To understand the separation between the circles you have to be aware of my definitions of the terms. In my teaching, carving and steering do not overlap, they cannot coexist. Carving is a ski tail following the ski tip in the same track, leaving a single line in the snow. Steering is introducing any degree of skid angle. As soon as a skid angle is introduced, carving ceases to exist and steering is born. There's no shared space with those guys, no overlap.
Pivoting too is a separate turning tool too, which is done independent of carving or steering. It's manually redirecting the skis while they are disengaged from the snow. While it's being done it does nothing to change the direction of travel of the skier, but once the skier reconnects with the snow and engages the edges the effect of the pivot is to sharpen the turn shape beyond what could have been done through carving or steering alone. So it's a skill that has a major influence on turn shape, and thus deserves its own circle in this drawing.
Obviously,for those who harbor different definitions of these 3 terms, this drawing my need to be altered. Or you can just trash can it totally.

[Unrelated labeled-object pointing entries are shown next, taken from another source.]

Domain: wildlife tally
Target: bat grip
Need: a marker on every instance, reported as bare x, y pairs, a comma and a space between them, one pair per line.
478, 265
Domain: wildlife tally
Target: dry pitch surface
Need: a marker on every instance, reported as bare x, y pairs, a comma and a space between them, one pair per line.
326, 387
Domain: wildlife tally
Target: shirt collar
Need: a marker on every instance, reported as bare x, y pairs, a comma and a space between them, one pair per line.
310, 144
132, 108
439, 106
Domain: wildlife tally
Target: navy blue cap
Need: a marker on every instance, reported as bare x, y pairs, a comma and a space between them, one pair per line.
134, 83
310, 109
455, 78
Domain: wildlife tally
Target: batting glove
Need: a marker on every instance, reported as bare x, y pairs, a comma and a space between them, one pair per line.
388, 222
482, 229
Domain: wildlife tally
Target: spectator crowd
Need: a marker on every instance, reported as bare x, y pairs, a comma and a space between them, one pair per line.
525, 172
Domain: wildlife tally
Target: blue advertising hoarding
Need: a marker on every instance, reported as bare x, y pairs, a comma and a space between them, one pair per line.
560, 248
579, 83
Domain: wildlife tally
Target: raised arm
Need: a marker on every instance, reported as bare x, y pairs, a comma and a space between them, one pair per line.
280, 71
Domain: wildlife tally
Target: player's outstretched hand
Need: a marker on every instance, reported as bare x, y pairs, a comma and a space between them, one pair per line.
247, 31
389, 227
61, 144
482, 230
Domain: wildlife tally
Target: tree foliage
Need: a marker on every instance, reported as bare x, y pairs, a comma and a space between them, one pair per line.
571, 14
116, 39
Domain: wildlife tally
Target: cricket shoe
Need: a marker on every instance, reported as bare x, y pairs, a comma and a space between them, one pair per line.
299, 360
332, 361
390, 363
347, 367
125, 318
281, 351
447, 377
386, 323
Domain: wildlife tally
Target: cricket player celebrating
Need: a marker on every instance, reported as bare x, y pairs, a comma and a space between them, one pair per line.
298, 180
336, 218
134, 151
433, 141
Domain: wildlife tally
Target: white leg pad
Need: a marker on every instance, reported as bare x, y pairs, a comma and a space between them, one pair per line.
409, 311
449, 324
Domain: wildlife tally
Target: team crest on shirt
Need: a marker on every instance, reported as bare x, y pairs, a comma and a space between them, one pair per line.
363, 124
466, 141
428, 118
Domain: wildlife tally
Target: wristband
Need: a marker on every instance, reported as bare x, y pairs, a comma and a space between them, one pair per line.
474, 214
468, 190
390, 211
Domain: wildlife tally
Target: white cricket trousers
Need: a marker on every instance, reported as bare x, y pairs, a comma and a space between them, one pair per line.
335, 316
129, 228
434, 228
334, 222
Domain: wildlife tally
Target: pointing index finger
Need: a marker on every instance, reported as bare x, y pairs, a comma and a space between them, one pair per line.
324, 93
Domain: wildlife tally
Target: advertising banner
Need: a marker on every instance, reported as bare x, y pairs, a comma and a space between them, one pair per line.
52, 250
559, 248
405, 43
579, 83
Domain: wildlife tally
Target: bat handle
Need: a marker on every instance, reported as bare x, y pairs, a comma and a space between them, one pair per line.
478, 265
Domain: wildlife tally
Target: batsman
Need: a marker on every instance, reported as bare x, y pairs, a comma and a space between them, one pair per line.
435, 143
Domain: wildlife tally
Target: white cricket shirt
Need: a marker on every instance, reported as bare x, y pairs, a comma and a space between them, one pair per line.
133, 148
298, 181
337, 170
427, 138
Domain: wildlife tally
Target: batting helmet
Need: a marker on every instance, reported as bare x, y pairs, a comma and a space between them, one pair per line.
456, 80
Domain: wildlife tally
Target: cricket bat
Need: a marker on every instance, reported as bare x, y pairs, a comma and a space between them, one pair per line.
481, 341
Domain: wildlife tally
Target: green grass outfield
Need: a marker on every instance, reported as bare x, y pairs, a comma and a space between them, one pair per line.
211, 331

You may notice that I have different sizes for the carve/steer/pivot circles. It's not cast in stone, and can change from run to run. Just my general feeling on the prevalence of usage of these turning techniques across the spectrum of good skiing as performed by good skiers. The areas of the carving/steering/pivoting circles outside of the good skiing circle? Poorly executed versions of those skills. And the blank spots within the good skiing circle? Use your imagination.